The Portland Museum of Art will make one-time payments to more than a dozen former employees to settle a complaint of unfair labor practices.

The complaint was filed last year with the National Labor Relations Board around the same time 14 “gallery ambassadors” were fired prior to a vote that created a union for employees.

Union organizers challenged the museum’s decision at the time, but the NLRB ultimately agreed with management that the ambassadors – who were responsible for providing customer service, education and exhibit interpretation at the museum – were security employees and not eligible for representation by the United Auto Workers Local 2110, the Technical, Office and Professional Union.

Maida Rosenstein, the union’s president, said even though the labor board sided with the museum about the status of those employees, the union felt the museum exhibited “anti-union animus.”

Rather than continue the fight, the museum agreed to settle. According to the settlement agreement reached on March 11, 13 of the employees who were let go will receive payments of $2,000 and one will receive $30,000.

“It’s been a long road at the Portland Museum, but we’re glad to see these workers get some compensation for their losses,” Rosenstein said. “We’re pleased there was a settlement that was worked out, and also that there has been some change in the relationship between the union and museum that will help establish a better relationship going forward.”


Museum spokesman Graeme Kennedy declined to comment on the details of the settlement.

“We have a contract that is fair and working, and the institution and staff have moved forward in good faith,” he said.

Museum employees voted in April 2021 to join the New York-based union, which also represents workers at several other museums, including the Museum of Modern Art in New York.

Museum employees first petitioned the National Labor Relations Board in October 2020, citing low pay and a lack of job security as their motives for seeking representation. At the time, there was tension between the parties, and employees complained of “union-busting” tactics by museum management. Since then, the relationship has improved.
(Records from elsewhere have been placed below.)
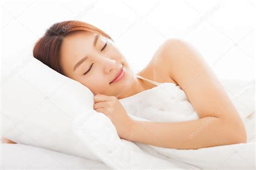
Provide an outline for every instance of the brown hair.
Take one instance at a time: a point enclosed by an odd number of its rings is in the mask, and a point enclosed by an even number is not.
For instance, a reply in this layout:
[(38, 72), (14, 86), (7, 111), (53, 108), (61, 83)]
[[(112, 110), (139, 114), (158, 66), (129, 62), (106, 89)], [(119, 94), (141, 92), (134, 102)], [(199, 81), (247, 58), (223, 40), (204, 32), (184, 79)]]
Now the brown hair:
[(87, 23), (78, 20), (64, 21), (53, 24), (37, 40), (33, 49), (33, 56), (56, 72), (64, 75), (59, 65), (62, 43), (65, 36), (78, 31), (91, 31), (113, 40), (104, 31)]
The first labor contract, ratified in November, runs through September 2024. The union represents about half of all museum employees, or about 40 full- and part-time positions.

Following the layoffs of the gallery ambassadors last year, the museum added back five full-time positions and some seasonal positions as well.

Although a settlement agreement has been reached, the case will remain open at the labor board until the museum fulfills all its requirements, including payments and notifying past and current employees about the settlement.